I have grieved the ending of our breastfeeding relationship for weeks now, feeling just recently as though I am now 'okay' with it. It was a particularly hard thing to let go of, it was our connection, our quiet time away from the craziness. Most of all, this is another milestone in my smallest baby getting older, and sometimes that's just a hard one to swallow.


Throughout my process of grieving, and accepting our new routine without nursing, I have learned quite a bit. I know I am not the only mama out there who has had a hard time with letting go of not only breastfeeding, but truly any phase in particular. In an effort to make those difficult moments a little easier, Ill share what I've learned.

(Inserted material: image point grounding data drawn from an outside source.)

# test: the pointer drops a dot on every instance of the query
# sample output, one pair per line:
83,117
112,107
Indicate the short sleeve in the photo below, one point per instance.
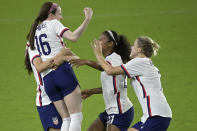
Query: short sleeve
133,68
33,54
59,28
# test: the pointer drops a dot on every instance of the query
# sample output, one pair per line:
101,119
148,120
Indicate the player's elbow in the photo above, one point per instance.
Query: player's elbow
109,72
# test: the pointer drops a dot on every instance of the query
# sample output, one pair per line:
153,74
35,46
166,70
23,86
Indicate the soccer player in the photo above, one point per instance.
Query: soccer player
119,111
50,118
145,79
61,85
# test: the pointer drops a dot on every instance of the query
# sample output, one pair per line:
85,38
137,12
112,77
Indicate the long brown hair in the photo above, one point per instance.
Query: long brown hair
148,46
122,45
45,10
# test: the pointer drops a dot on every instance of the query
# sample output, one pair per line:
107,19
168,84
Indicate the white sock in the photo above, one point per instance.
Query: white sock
76,120
65,124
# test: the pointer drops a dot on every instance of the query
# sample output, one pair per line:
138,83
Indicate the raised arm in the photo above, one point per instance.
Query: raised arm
75,35
89,92
97,48
81,62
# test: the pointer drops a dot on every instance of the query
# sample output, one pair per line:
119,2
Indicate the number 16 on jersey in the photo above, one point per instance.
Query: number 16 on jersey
45,48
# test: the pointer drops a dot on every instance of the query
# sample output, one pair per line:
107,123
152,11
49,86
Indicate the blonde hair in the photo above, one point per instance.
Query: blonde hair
149,47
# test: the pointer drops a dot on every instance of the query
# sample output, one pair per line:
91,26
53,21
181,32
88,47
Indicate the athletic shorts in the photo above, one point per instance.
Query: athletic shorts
121,121
155,123
60,82
49,117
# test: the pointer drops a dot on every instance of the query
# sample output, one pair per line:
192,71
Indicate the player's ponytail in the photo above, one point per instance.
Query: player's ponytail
45,10
148,46
123,48
122,45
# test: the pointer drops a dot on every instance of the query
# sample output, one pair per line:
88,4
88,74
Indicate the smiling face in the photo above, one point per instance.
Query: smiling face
135,50
103,40
58,13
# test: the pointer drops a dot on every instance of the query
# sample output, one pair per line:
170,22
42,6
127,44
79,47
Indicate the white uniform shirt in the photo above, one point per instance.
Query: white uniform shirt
147,86
48,39
41,99
115,89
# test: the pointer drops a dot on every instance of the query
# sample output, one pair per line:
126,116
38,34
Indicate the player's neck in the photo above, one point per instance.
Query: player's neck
140,55
107,53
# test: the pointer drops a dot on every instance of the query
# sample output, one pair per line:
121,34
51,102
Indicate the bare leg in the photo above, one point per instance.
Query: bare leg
73,102
97,125
111,127
63,111
61,108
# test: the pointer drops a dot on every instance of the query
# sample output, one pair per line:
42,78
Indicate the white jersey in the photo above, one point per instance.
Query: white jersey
48,40
115,89
145,79
41,99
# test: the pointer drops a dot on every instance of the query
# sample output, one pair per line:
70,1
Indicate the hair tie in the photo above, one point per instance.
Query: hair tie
53,7
111,34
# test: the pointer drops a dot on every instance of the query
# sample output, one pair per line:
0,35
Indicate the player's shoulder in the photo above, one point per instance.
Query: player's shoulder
54,21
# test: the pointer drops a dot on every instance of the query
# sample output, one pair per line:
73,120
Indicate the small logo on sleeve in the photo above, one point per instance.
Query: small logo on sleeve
55,120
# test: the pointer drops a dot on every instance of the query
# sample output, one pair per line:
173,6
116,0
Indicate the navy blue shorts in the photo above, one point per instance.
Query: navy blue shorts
121,121
60,82
155,123
49,117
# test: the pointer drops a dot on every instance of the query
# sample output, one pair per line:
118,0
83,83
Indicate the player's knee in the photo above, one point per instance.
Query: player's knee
77,117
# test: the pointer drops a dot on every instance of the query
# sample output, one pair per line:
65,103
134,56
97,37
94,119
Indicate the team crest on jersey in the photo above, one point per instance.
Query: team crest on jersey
55,120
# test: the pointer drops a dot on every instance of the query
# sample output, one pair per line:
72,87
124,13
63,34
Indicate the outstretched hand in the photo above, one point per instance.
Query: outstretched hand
78,62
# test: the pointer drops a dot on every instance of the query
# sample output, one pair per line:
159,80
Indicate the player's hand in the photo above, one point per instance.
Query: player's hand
58,61
78,62
97,48
88,13
86,93
66,51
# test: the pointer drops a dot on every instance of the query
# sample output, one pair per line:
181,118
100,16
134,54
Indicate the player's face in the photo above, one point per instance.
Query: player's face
58,14
135,50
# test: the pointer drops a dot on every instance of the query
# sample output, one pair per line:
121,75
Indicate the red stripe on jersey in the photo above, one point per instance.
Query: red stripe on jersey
34,58
114,84
143,89
64,30
40,97
125,70
119,104
62,43
40,79
148,105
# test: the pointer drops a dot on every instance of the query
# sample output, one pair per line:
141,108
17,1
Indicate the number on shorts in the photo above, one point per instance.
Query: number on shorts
110,119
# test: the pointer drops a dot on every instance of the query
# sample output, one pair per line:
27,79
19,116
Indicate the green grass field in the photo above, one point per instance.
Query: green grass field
172,23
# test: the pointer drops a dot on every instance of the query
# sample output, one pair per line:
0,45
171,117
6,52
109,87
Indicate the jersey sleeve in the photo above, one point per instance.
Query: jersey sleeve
114,61
133,68
33,54
59,28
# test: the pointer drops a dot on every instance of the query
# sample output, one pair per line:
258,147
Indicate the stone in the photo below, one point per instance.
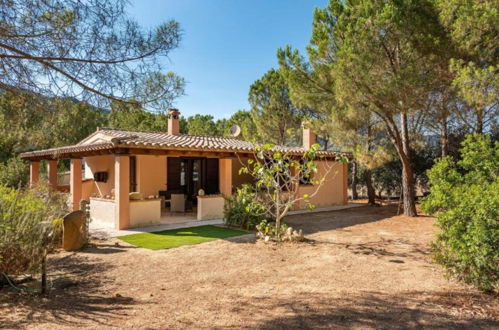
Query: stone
74,231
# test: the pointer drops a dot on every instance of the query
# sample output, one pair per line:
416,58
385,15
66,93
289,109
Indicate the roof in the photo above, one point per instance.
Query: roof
111,140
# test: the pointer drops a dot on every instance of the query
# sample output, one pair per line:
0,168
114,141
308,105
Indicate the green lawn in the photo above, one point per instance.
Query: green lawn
168,239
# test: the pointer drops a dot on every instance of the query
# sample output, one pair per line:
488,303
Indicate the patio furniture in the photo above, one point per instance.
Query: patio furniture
177,203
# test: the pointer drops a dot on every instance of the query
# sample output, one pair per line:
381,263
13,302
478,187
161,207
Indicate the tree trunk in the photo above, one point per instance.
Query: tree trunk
444,138
407,175
371,194
479,122
355,194
43,289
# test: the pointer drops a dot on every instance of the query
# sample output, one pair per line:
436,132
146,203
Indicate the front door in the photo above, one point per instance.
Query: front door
188,174
190,177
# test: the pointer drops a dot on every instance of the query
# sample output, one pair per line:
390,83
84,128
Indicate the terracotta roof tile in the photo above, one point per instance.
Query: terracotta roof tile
108,138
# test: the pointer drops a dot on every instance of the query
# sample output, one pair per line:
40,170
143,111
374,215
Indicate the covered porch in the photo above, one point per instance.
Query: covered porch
140,188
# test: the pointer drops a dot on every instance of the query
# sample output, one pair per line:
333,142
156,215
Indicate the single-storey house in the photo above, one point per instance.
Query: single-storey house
134,179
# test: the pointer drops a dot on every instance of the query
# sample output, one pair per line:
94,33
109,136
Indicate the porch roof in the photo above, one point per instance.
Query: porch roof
112,141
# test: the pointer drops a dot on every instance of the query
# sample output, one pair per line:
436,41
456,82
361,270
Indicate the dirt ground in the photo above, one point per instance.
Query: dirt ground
361,268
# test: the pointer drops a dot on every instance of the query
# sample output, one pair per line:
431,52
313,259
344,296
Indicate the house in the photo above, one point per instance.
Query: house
134,179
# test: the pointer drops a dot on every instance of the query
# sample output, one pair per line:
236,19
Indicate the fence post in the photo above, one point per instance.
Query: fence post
85,207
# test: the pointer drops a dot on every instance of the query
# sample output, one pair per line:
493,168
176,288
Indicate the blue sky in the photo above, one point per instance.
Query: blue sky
227,44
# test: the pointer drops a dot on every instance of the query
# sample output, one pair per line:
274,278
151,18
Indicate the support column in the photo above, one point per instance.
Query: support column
34,173
75,182
122,191
52,173
225,176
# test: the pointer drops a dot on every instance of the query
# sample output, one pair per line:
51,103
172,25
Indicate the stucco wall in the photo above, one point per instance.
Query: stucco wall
240,179
151,174
333,191
103,211
87,188
145,212
104,163
210,207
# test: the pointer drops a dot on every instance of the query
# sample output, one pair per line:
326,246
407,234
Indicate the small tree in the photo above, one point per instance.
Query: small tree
465,201
278,175
30,227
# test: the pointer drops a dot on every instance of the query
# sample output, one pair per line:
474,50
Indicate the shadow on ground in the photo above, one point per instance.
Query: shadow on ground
408,310
69,301
312,223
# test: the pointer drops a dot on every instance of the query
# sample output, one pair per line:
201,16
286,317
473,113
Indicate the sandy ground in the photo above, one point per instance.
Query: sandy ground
361,268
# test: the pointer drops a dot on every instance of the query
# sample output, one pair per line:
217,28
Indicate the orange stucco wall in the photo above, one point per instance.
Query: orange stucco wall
151,174
333,191
240,179
87,189
104,163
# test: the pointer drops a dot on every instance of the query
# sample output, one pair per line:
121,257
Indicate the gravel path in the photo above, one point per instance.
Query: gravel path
360,268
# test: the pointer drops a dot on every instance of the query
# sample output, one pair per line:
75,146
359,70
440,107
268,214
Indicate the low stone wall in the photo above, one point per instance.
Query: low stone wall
103,211
145,212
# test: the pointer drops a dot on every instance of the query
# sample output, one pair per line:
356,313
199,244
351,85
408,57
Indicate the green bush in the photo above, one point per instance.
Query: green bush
464,197
30,227
243,210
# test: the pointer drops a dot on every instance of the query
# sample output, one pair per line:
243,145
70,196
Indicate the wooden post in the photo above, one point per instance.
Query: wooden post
122,191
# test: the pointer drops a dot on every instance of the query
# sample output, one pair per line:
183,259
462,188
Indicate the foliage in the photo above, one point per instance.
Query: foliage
273,113
269,229
29,121
465,201
243,119
201,125
91,50
473,28
130,116
243,208
30,227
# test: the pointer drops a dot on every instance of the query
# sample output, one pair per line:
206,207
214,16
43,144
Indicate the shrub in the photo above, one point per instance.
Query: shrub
30,227
464,197
242,209
268,231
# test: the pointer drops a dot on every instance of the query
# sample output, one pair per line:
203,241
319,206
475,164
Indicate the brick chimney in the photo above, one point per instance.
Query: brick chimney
173,122
308,136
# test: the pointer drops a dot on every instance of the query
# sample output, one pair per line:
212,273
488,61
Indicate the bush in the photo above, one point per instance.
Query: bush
464,197
30,227
14,173
242,209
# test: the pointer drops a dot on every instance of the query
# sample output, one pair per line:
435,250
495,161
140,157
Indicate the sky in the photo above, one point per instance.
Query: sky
226,45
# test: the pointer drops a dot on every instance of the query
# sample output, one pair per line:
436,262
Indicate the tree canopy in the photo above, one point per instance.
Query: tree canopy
90,50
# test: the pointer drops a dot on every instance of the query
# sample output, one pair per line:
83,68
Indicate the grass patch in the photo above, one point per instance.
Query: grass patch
168,239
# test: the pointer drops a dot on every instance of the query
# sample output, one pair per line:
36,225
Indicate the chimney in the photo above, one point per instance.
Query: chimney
308,136
173,122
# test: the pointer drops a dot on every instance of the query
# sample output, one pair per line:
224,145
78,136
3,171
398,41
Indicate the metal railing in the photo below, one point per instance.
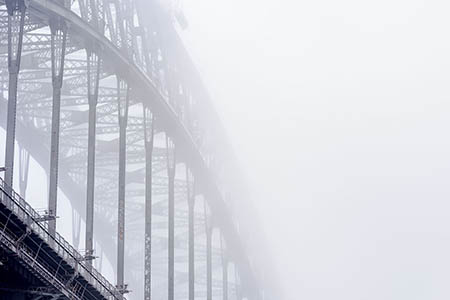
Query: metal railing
70,255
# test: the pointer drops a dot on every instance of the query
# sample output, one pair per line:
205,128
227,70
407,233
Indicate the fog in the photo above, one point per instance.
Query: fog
338,112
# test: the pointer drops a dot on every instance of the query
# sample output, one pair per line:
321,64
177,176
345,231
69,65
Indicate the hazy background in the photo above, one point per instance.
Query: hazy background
339,112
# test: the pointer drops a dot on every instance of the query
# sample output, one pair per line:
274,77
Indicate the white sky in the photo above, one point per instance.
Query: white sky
339,112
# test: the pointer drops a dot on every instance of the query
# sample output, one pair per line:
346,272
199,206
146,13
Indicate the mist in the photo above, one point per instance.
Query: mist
338,113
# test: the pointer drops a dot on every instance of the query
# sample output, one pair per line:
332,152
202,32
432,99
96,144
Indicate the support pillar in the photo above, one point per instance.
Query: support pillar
123,93
209,263
76,228
149,137
93,79
224,271
58,51
191,206
16,21
24,166
171,163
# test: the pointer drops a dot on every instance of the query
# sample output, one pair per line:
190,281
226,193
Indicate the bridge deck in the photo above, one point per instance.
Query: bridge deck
43,259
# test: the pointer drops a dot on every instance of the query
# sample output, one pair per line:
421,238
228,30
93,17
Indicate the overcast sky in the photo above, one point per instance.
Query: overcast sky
340,113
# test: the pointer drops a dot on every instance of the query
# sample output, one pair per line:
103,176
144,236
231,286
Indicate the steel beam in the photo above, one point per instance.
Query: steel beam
191,205
93,79
224,270
171,164
123,95
16,19
24,166
148,142
58,52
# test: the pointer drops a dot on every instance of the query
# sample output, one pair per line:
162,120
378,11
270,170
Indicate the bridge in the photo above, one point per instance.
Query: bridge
103,96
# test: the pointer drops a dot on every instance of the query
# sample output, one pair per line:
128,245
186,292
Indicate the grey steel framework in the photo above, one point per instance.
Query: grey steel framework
103,95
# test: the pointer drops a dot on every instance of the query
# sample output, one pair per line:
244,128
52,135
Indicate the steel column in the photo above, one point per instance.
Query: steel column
24,166
16,20
58,51
93,78
123,103
191,206
171,164
148,140
224,271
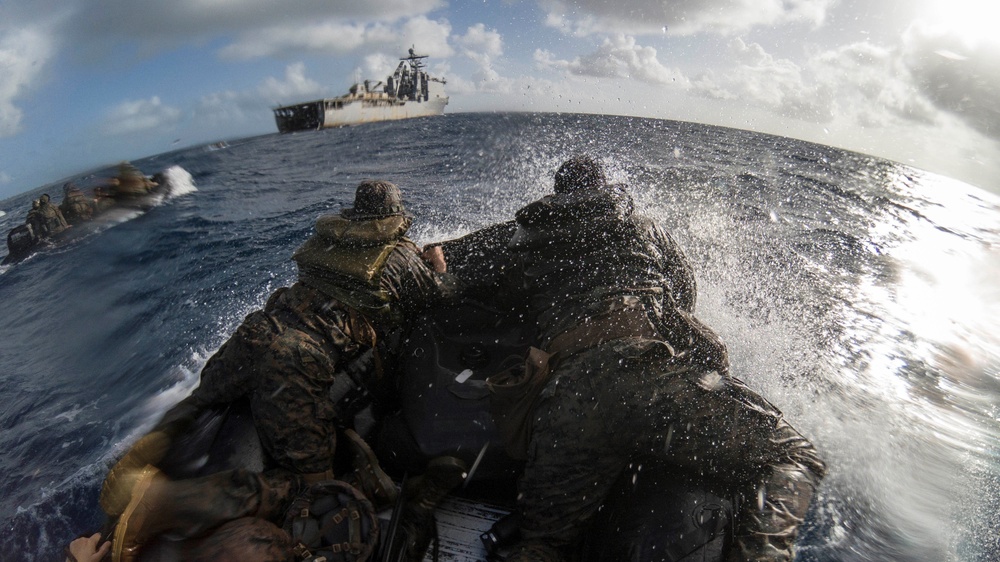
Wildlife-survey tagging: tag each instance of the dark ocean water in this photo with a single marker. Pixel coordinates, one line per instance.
(859, 295)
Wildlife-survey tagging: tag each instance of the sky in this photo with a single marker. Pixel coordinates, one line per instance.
(88, 83)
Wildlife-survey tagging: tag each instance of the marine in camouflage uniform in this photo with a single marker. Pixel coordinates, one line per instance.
(635, 374)
(51, 218)
(75, 206)
(289, 359)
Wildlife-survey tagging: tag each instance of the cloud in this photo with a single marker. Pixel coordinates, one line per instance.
(862, 82)
(478, 39)
(334, 37)
(179, 22)
(482, 47)
(140, 115)
(680, 17)
(617, 57)
(294, 85)
(957, 76)
(24, 54)
(238, 108)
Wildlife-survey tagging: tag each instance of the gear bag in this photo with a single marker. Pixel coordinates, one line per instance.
(514, 396)
(332, 521)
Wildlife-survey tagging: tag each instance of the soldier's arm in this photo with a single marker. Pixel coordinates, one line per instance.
(677, 269)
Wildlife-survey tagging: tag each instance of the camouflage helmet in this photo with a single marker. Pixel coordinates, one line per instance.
(579, 172)
(376, 199)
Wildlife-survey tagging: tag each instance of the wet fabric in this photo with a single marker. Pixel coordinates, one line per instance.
(75, 207)
(574, 243)
(48, 221)
(229, 515)
(663, 394)
(286, 359)
(590, 425)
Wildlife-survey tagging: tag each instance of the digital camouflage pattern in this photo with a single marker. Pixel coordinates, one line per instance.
(287, 359)
(588, 260)
(76, 207)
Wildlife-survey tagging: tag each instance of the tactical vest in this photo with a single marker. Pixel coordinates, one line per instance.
(75, 207)
(345, 258)
(571, 244)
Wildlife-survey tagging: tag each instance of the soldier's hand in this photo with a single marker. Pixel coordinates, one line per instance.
(117, 488)
(434, 255)
(85, 549)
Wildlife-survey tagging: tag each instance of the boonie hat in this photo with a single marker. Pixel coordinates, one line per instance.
(579, 172)
(376, 199)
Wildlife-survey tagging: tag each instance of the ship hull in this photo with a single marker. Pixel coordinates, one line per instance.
(409, 92)
(367, 112)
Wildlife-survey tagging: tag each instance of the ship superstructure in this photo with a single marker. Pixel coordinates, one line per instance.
(409, 92)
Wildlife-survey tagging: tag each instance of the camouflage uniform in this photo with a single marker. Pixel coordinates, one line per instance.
(636, 375)
(287, 358)
(51, 220)
(75, 206)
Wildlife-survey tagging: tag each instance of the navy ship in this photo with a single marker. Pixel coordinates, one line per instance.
(409, 92)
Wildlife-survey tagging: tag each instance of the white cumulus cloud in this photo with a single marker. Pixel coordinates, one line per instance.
(680, 17)
(295, 84)
(135, 116)
(335, 37)
(958, 76)
(23, 55)
(617, 57)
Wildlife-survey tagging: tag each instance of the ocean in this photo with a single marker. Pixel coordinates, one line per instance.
(858, 295)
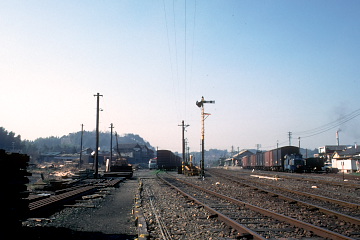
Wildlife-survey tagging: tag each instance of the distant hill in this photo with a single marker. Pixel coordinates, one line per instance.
(71, 142)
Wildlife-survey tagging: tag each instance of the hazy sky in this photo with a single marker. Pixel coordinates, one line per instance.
(271, 66)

I think things are not meant to last

so that for the short time they

are here, we are able

to appreciate them

and love them

so much more

fully than if

they lasted

forever


- Elizabeth Gultom


It's Okay not to be Okay.

You're grieving, whether or not that is how other's see it, that's what it is. You are allowed to ugly cry, you're allowed to be sad, you're allowed to scream into a pillow, whatever works for you! You're allowed to have your moments, heck even whole days. It's part of the process, and if you don't allow yourself this time to cry, and let those emotions come out, you'll find yourself not being able to get to the other side of this.


Talk it out.

Sometimes as moms, we want to stay strong, and it may seem that admitting that we're emotionally struggling would mean we're admitting weakness when in fact, it's quite the opposite. Reaching out and talking about your emotions, admitting that your struggling, that takes some serious strength. So, find your person, and talk it out. I promise - it helps, even if you don't feel like you want to talk about it, you'll find yourself feeling so much lighter after doing it.


Find your village.

Everyone, especially moms, needs a village. We need to have a sounding board, we need support when we feel weak, we need people who will listen when we need to be heard, or make us laugh when we're feeling down. If you don't yet have your village, don't fret, you'll find it. Go to local mom groups, even online groups and set up an in person get together. Chat with another mom at the grocery store, you may be very surprised where your find your people.


Focus on what comes next

This is after you've allowed yourself to cry, talk, vent and process. Once you've done that, it can be healing to find the next step to look forward to. For myself, for example, it was that for the first time in 5 years, I'm neither pregnant, or breastfeeding. I am allowing myself to enjoy watching my baby turn into a curious toddler, and soak up every ounce of snuggles I can get from him. I have realized that, just like with the difficult phases, there's always a new fun and exciting one waiting after one ends. I think that may just be the best part of parenthood, there's always something new and exciting to look forward to.


Unfortunately (some times fortunately), everything has to have an ending. Those endings can sometimes be so much harder than we anticipated, and it can be a rocky road to get through them. Take the time to grieve and process, and take care of yourself. It does get easier, and before you know it you'll be onto the next phase and loving every minute of it.